[Xapian-discuss] Flint Backend

Thu Jun 23 15:13:23 BST 2005

Olly Betts wrote:
> On Thu, Jun 23, 2005 at 08:25:31AM +0200, Arjen van der Meijden wrote:
> 
>>The quartzcompact doesn't do that much for the position-table it goes 
>>from 7.8GB (a db that is in use for quite some time now) to 7.0GB, which 
>>is about 11% (actually more than I thought I'd know).
>>Of course I can't tell which is overhead generated due to it being in 
>>long use and what is actual compaction-gain.
> 
> You can use "quartzcompact -n" to compact but not do tag splitting to
> fill blocks fuller (and "quartzcompact -F" to generate larger than
> normal tag chunks and reduce size further, but the I'd not recommend
> using this if you plan to update the compacted database again).
> 
> The difference between "quartzcompact -n" and "quartzcompact" (or the
> extra gain from running "quartzcompact" after "quartzcompact -n") is
> probably what you're thinking of as the "actual compaction-gain".

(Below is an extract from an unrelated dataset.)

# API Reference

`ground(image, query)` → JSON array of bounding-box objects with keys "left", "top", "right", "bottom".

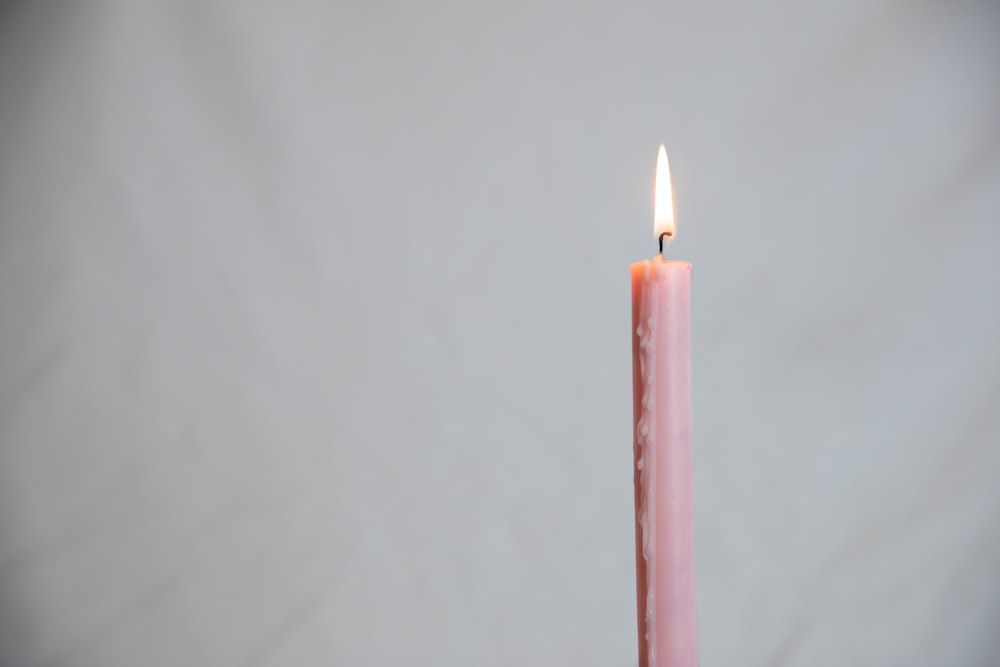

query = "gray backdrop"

[{"left": 1, "top": 1, "right": 999, "bottom": 665}]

We don't update the compacted database, if that should happen it wouldd 
be an emergency situation in which case we'd problably just rebuild the 
entire index from scratch.
Will the -n and -F work for other tables than position as well?

>>Will this give useable figures if I'd use the current flint-backend, or 
>>are the bugs you found such that especially the size of the index is 
>>negatively influenced?
> 
> 
> With 0.9.1, you can't open a flint index for reading.  Also the
> positionlist packing missed out some information necessary to actually
> unpack the list again, so the size will be slightly underestimated if
> anything.
> 
> If you want to try flint, it's probably best to use a snapshot from SVN.
> This also has the new "xapian-compact" which is like quartzcompact but
> for flint databases.

I've installed a SVN-snapshot from this afternoon and I'm downloading a 
today's (compacted) index.

> I've now written "flintcompact" (but called it "xapian-compact" with
> an eye to the future!)

Great, I'll test it tomorrow as well on our database then.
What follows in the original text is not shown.